What you need to know:

  • Next to China is the Middle East with its slippery issues ranging from sentimental identification with Israel as “vital” to US interests, international terrorism, oil, desired regime changes, the Palestinians, and the war in Iraq and Afghanistan.
  • The Conceptual West, mainly Britain which is “home” of US policymakers, is sentimentally “vital”. Latin America is an increasingly rebellious “backyard” as Brazil, Venezuela, Argentina, Bolivia, and occasionally Mexico join Fidel Castro’s Cuba in defying US “wishes.”
  • Africa poses no threat, has little sentimental value, is what Tony Blair considered a “scar” on world conscious, and is at the bottom of the pecking order. There is nothing new; Africans should not expect much.

With Barack Obama re-elected as president of the United States, questions about its implications abound.
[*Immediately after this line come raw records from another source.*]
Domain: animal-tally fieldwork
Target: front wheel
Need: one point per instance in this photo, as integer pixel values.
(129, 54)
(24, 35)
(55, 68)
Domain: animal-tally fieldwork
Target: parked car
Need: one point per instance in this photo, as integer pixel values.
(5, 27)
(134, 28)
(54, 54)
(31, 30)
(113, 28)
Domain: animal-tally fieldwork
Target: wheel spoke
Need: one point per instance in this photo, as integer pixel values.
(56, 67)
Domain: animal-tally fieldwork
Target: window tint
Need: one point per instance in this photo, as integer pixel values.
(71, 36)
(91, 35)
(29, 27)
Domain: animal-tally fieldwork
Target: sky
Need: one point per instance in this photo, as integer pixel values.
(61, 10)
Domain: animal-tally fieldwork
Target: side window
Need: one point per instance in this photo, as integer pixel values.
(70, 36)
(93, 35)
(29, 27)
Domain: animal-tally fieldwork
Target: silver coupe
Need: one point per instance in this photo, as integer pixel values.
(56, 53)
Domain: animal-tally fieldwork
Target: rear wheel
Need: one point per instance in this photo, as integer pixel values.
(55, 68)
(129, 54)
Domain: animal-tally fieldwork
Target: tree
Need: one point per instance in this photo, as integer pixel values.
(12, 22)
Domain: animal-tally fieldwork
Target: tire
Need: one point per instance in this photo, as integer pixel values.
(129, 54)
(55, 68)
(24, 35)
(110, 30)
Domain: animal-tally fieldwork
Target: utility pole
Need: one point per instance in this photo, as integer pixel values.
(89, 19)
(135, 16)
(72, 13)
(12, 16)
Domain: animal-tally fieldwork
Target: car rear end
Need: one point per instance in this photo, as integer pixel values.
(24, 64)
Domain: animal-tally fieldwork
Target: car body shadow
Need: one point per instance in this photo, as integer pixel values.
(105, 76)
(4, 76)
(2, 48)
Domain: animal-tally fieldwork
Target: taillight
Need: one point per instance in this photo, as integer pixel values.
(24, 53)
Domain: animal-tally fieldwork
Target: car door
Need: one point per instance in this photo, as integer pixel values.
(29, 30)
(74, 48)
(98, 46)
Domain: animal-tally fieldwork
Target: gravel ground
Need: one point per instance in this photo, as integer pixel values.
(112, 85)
There was no change in the political structure, but the environment confronting him is different from that of 2009. First, the election showed that Americans are emotionally divided, that race and class played an unstated role.
It appeared, at one time, as if Obama might lose given the political surge in Mitt Romney’s camp following Obama’s lackadaisical performance in the first presidential debate.
With Romney urging voters to take back the White House, blacks felt threatened, forgot their internal differences and came out in record numbers to vote.
The euphoria of four years ago turned into political melancholy. The expectations on Obama, a politically wounded president, are lowered.
Obama, not the first president to find himself in such predicament, has his plate full with extraordinary domestic and international challenges.
How he handles them will determine whether he will be perceived to be weak like Jimmy Carter or strong like Ronald Reagan and therefore influence the decision on who succeeds him at the White House in 2017. If he fails, even the democrats will distance themselves from him, as happened to Carter in 1980.
The domestic list has two priorities. First is the healing of the divided country and he started well by inviting Romney for discussions on how to tackle the divide. Among the topics should be some white people feeling of “marginalisation” in what they believed was “Anglo-Saxon” country now being run by an “African.” Subsequently, the grumbling far right in such “Old South” places as Mississippi has started advocating secessionism.
Such people will need to be contained before their influence can snowball. Second is the challenge of the dwindling economy, made worse by Hurricane Sandy in the last days of the campaign. This is compounded by war expenditure in Iraq and Afghanistan.
There are times when wars stimulate the economy, especially if they are “splendid little wars”, but they mostly drain the economy. In many ways, Obama was a victim of previous Bush war policies.
The international list also has priorities. United States is what Peking University’s Wang Jisi calls “comprehensive power.” It has the largest economy in the world and the most sophisticated technology and military. Yet it has been losing its global competitive edge economically and politically, mostly to China.
The presidential debates showed both Obama and Romney competing to give the impression of being “tough” on China, an attitude similar to what Americans used to have toward the collapsed Soviet Union. China, also changing leadership, noticed the rhetoric.

Two days after the US elections, Vice-President Xi Jinping was “elected” China’s new leader. Obama has to deal with this methodical and tough defender of Chinese interests. The sensitivity with which Obama and Xi handle each on potential economic and geopolitical areas of friction will be an interesting game to watch.